Zum andern hat der Fluss im frühen 19. Jahrhundert einen rasanten wirtschaftlichen Aufschwung ermöglicht. Die Bevölkerungszahl wuchs um ein Vielfaches. «Die Industrialisierung brach mit aller Wucht in das wenig erschlossene Tal ein und veränderte seine Strukturen und sein Aussehen vollständig», hält Blanc fest. Reihenweise Spinnereien und Webereien entstanden, deren Maschinen mit Wasserkraft betrieben wurden. Gebaut wurden deshalb auch Dutzende Sihl-Seitenkanäle, auf dem ganzen Abschnitt von Sihlwald bis Zürich.
Die Kanäle sind fast alle wieder verschwunden.

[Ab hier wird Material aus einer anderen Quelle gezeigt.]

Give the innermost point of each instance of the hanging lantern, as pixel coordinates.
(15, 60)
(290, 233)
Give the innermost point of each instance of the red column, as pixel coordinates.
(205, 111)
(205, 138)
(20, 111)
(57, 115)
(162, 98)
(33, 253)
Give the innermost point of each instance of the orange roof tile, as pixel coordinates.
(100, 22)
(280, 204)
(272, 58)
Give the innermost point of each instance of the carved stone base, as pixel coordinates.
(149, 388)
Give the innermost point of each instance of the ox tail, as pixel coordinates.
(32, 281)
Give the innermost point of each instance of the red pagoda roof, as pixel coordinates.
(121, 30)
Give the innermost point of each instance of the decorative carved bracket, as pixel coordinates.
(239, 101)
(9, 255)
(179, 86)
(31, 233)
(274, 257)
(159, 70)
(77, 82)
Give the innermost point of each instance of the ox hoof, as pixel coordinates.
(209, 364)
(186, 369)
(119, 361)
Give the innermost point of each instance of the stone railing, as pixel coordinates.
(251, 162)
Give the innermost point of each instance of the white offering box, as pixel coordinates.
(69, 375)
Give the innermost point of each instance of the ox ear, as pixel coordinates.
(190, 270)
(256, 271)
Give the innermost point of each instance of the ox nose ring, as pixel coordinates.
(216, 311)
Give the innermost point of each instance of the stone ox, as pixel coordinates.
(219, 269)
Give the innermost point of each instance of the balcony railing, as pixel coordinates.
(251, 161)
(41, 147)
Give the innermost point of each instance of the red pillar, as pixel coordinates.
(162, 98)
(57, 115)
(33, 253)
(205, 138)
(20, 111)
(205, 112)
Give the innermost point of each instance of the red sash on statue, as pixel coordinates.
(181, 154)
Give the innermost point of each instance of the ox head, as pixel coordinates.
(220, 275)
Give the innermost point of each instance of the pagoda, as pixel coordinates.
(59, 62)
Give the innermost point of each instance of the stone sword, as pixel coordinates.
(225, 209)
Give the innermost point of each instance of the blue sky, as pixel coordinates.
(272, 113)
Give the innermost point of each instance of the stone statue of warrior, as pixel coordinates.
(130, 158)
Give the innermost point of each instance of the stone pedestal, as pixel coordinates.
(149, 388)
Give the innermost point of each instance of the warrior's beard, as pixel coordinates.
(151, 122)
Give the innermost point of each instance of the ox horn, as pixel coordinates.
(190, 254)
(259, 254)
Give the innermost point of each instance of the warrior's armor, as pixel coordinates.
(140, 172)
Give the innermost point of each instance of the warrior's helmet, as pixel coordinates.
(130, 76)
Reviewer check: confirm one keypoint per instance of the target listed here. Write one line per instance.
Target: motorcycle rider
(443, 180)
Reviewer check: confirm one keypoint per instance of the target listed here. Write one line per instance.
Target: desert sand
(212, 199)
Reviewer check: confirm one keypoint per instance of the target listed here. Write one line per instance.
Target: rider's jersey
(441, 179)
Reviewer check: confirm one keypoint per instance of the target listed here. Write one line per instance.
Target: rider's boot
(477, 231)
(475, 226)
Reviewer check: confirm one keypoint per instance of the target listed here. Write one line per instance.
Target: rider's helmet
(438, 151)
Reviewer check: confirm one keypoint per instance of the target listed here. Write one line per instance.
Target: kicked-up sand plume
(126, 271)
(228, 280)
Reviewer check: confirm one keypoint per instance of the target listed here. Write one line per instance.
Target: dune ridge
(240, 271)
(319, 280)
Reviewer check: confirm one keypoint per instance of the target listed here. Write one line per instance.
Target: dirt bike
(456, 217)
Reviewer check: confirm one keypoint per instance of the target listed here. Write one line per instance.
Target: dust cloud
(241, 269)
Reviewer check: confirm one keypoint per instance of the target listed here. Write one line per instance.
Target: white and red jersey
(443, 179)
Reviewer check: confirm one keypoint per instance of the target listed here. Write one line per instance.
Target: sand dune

Letzte Zeugen der «industriellen» Sihl seien aber ihre Schwellen, schreibt Blanc: «Überall, wo heute das Wasser rauscht, stand früher ein Wehr zur Ableitung des Wassers in einen Kanal.» Auch viele Fabrikgebäude sind weg. Geblieben ist die Spinnerei Langnau – zwischen Sihl und Bahnhof –, die heute gewerblich genutzt wird. Gut erkennbar ist auch noch die einstige Weberei in Adliswil.
Hinter dem Lidl versteckt
In Gattikon weise hingegen fast nichts mehr auf die industrielle Vergangenheit hin, «obwohl sie hier begonnen hat». Die Reste der Weberei Gattikon – sie war schweizweit die erste Fabrik mit einem Sheddach – wirkten heute «kläglich verborgen» hinter einer Lidl-Filiale, findet Blanc.
Der Historiker bedauert, dass viele Spuren aus jener Zeit längst verschwunden sind. «Für das Sihltal und seine Bevölkerung wäre es schön, existierten heute noch mehr historische Bauten.» Denn sie förderten das Verständnis für die Geschichte der Sihl. Mit seinem Buch trägt Jean-Daniel Blanc nun selbst zu diesem Verständnis bei.
«Die wilde und die zahme Sihl» von Jean-Daniel Blanc, erschienen im Verlag Hier und Jetzt, erhältlich für 44 Franken.